All'illuminazione dell’albero, venerdì 9 dicembre, erano presenti 400 trentini accompagnati dal vescovo Tisi e dal governatore Rossi
Ancora una volta, nel tempo dell'Avvento, la Città del Vaticano accoglie un omaggio della comunità trentina. Viene dalla val Campelle il grande albero di Natale che, accanto al presepe donato dalla comunità maltese, si erge in piazza San Pietro. A consegnarlo al Papa, lo scorso venerdì, il vescovo Lauro Tisi e il presidente Ugo Rossi, insieme a una delegazione di 400 pellegrini trentini, perlopiù valsuganotti: presenti, tra gli altri, alcuni sindaci della Bassa Valsugana, i vigili del fuoco volontari che hanno aiutato nel trasporto a valle, e i ragazzi dell'istituto alberghiero di Rovereto e Levico Terme che hanno cucinato un dolce (zelten) donato al Papa.
“L’albero invita a vigilare e custodire – ha detto il vescovo Lauro nel suo saluto a Papa Francesco -, come Lei ha richiamato nell’enciclica Laudato Si’, quello stupendo dono che Dio ci ha fatto con tante bellezze naturali, patrimonio della nostra terra”.
E alle bellezze del Trentino ha fatto riferimento il Papa stesso, nel suo saluto ai donatori dell'albero e del presepe riuniti in sala Nervi, dopo la Messa nella basilica di S. Pietro. L’abete rosso, ha ricordato Francesco, “proviene dai boschi di Scurelle, ai piedi della catena montuosa del Lagorai, contornata da un’incantevole natura, con fiori, piante e ruscelli cristallini che costeggiano i sentieri. La bellezza di quei panorami è un invito a contemplare il Creatore e a rispettare la natura, opera delle sue mani. Siamo tutti chiamati ad accostarci al creato con stupore contemplativo”.

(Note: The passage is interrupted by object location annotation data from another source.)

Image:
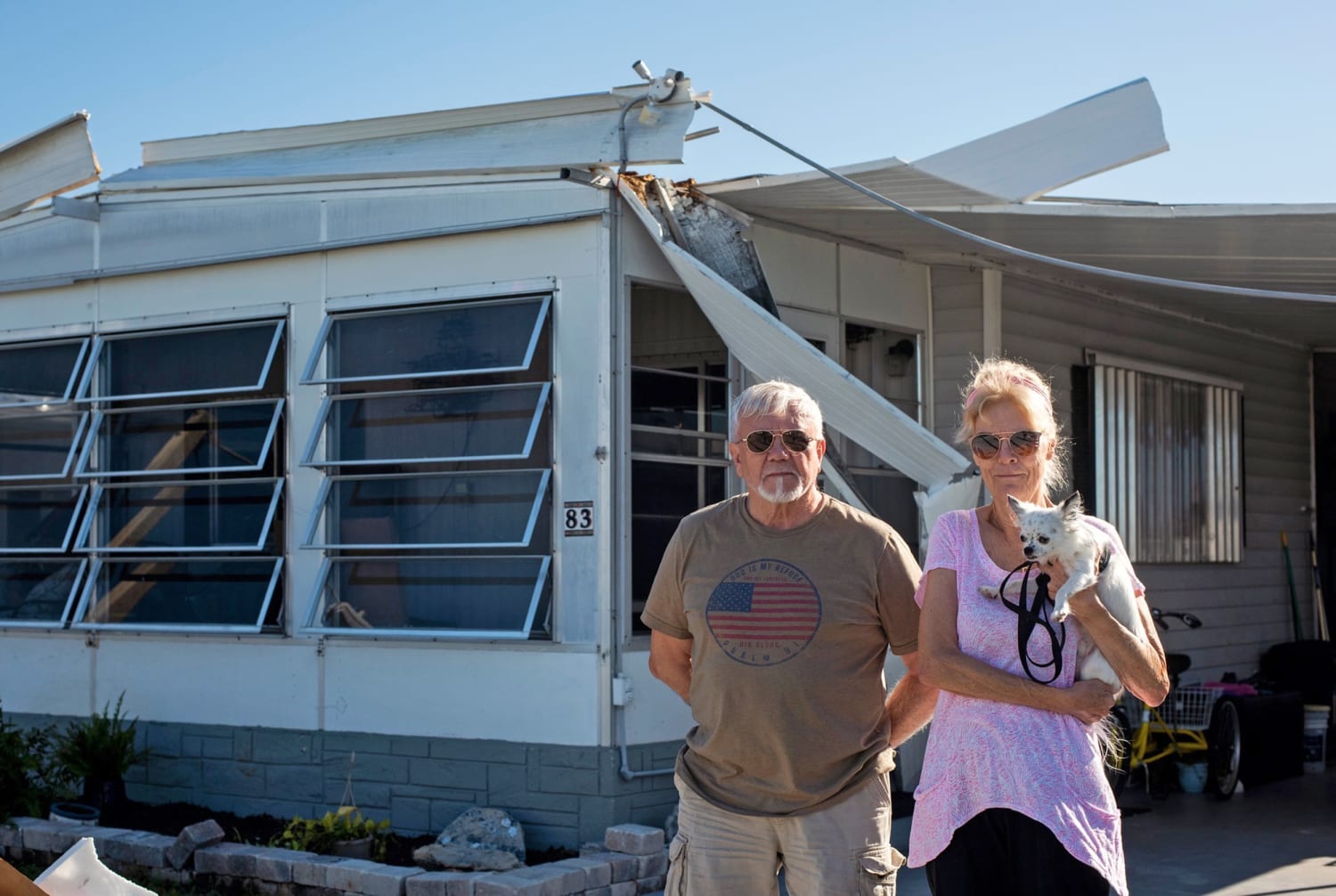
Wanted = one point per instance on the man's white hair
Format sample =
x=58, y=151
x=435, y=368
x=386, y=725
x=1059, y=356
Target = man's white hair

Il presepe è opera di un artigiano di Gozo, Manwel Grech, e riproduce il paesaggio maltese; “è completato dalla tradizionale croce di Malta e dal “luzzu”, tipica imbarcazione maltese, che – ha sottolineato il Papa – richiama anche la triste e tragica realtà dei migranti sui barconi diretti verso l’Italia”. Nella loro esperienza di sofferenza, ha suggerito il Papa, “rivediamo quella del bambino Gesù, che al momento della nascita non trovò alloggio”. Così il presepe, quello in piazza S. Pietro come quelli allestiti nelle chiese, nelle case e in tanti luoghi pubblici, “sono un invito a far posto nella nostra vita e nella società a Dio, nascosto nel volto di tante persone che sono in condizioni di disagio, di povertà e di tribolazione”.
Un richiamo ripreso anche da mons. Tisi e dal presidente Rossi durante la cerimonia in piazza, nel pomeriggio, con l’inaugurazione del presepe e l’illuminazione dell’albero, accompagnata anche dal coro Lagorai di Torcegno. Rossi ha fatto presente l'impegno che portano questi due simboli: quello di “ricostruire questa idea di Europa ferma, salda, fiduciosa nei propri valori e nelle proprie tradizioni, ma anche un'Europa che sappia accogliere, che sappia integrare, e che non giri la testa da un'altra parte quando si presentano le sfide che persone che vogliono venire nel nostro continente ci pongono davanti tutti i giorni". Il vescovo Lauro ha ricordato la provenienza dell’albero dalla Valsugana, “terra che, storicamente, ha vissuto, più di altre, la dura realtà dell’emigrazione. Anche quest’albero è, in fondo, un testimone secolare di chi, non senza grande sofferenza, ha dovuto staccarsi dalle proprie radici per rintracciare terreno fertile altrove. Quest’ora della storia ci ripropone, in forma drammatica, la provocazione dei migranti. L’albero, solido legame alla terra, ci aiuta dunque a pensare alle nostre sorelle e ai nostri fratelli, costretti a lasciare la loro terra. L’albero è visibile anche a distanza. La luce che esso porta, qui come ogni albero vestito a festa, ce lo fa così immaginare come un faro. Il segnale di una presenza, di un approdo sicuro”. “L'augurio reciproco – ha concluso il vescovo – “è di tenere viva questa luce”: “Dio stesso, che viene a noi come bambino, ci chiede di accenderlo ed essere, noi per primi, un grembo accogliente per Lui, per le nostre sorelle e i nostri fratelli”.